That is the problem with this bill. We must not deny a rehabilitated individual a decent job if he has served his prison term and successfully completed his probation under supervision. Such a person is completely rehabilitated and after spending some time in society, is entitled to have his youthful mistakes erased.

Some people will point out that there are mature individuals, 40 or 50 years old, who commit sexual assault. With all due respect to my opponents, this bill is not intended for those individuals. A criminal who commits offence after offence is not the focus of this bill. I have some examples. A repeat offender will never receive a pardon.
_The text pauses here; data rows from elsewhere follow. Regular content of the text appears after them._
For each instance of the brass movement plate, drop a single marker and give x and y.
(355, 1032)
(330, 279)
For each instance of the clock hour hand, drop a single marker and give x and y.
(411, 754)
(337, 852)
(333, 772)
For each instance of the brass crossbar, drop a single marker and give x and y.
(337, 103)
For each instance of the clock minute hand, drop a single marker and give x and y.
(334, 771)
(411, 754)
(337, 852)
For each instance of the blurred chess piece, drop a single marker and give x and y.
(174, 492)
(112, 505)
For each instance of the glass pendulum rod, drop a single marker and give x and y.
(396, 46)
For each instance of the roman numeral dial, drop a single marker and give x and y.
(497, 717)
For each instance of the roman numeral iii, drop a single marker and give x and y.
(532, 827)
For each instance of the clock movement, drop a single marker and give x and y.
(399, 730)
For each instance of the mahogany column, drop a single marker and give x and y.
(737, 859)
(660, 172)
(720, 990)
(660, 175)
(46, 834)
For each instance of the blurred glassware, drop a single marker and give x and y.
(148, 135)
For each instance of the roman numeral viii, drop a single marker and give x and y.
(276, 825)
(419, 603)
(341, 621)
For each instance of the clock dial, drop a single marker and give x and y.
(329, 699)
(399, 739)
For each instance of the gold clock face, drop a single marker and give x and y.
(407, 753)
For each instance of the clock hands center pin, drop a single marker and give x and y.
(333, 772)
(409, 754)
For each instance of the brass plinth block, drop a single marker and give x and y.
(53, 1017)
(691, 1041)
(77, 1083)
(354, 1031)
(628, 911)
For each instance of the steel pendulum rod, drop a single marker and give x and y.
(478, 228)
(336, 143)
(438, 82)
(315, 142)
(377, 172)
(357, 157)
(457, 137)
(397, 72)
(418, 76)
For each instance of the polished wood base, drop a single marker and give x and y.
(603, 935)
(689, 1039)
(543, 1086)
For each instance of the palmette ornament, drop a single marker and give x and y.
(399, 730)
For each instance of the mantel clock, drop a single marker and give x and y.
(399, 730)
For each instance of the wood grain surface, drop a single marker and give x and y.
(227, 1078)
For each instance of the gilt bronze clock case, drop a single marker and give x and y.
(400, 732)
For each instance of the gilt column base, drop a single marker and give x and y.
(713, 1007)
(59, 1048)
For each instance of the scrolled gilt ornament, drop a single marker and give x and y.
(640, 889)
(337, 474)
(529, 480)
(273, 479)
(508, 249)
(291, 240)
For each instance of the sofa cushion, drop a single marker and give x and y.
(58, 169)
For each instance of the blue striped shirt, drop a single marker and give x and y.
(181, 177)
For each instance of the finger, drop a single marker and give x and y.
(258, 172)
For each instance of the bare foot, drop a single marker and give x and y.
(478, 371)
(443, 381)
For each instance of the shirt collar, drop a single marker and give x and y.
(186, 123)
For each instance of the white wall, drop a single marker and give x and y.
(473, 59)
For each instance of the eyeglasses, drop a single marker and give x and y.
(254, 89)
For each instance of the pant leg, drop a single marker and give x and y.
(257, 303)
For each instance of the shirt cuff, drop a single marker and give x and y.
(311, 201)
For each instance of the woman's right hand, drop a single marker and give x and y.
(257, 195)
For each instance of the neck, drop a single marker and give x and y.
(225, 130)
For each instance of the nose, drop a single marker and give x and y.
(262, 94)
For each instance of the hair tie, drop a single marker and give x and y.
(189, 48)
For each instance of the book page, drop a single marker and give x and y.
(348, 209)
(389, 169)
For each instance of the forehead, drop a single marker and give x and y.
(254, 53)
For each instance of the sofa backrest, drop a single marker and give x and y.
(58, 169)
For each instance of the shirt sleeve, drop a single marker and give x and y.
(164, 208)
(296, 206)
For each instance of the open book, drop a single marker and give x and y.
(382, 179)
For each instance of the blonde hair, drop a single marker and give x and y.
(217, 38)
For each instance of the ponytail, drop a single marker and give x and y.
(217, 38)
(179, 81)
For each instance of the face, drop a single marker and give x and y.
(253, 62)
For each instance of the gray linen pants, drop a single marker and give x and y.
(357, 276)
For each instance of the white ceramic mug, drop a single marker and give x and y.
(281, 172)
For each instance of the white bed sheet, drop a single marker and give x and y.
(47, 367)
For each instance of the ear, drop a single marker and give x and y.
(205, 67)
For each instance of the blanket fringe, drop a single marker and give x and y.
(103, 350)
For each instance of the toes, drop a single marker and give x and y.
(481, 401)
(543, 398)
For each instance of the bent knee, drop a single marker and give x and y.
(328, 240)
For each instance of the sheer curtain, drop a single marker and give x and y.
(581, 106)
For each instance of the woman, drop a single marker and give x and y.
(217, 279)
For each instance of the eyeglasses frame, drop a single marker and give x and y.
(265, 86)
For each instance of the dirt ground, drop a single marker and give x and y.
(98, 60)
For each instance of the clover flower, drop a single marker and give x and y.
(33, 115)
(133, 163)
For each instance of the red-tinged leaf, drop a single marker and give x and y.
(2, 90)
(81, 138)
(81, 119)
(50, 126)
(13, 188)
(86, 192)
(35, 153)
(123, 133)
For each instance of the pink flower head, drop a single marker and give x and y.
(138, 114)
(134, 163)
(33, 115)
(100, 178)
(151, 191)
His criminal record will never be suspended. This bill is for individuals who have made a mistake or two over an extended period.

Unfortunately in our society, many people make mistakes and keep making mistakes. Many university applications and job applications ask the applicant if they have ever been convicted of a criminal offence. Having successfully applied for a pardon—or a record suspension—the individual is not required to answer that question. He can say he has never been convicted. By virtue of serving his sentence, resolving his problems with society and receiving a pardon from the governor in council, the individual's record is suspended. That is what we will be looking at in this bill in the coming weeks and months, if we are given the opportunity to do so.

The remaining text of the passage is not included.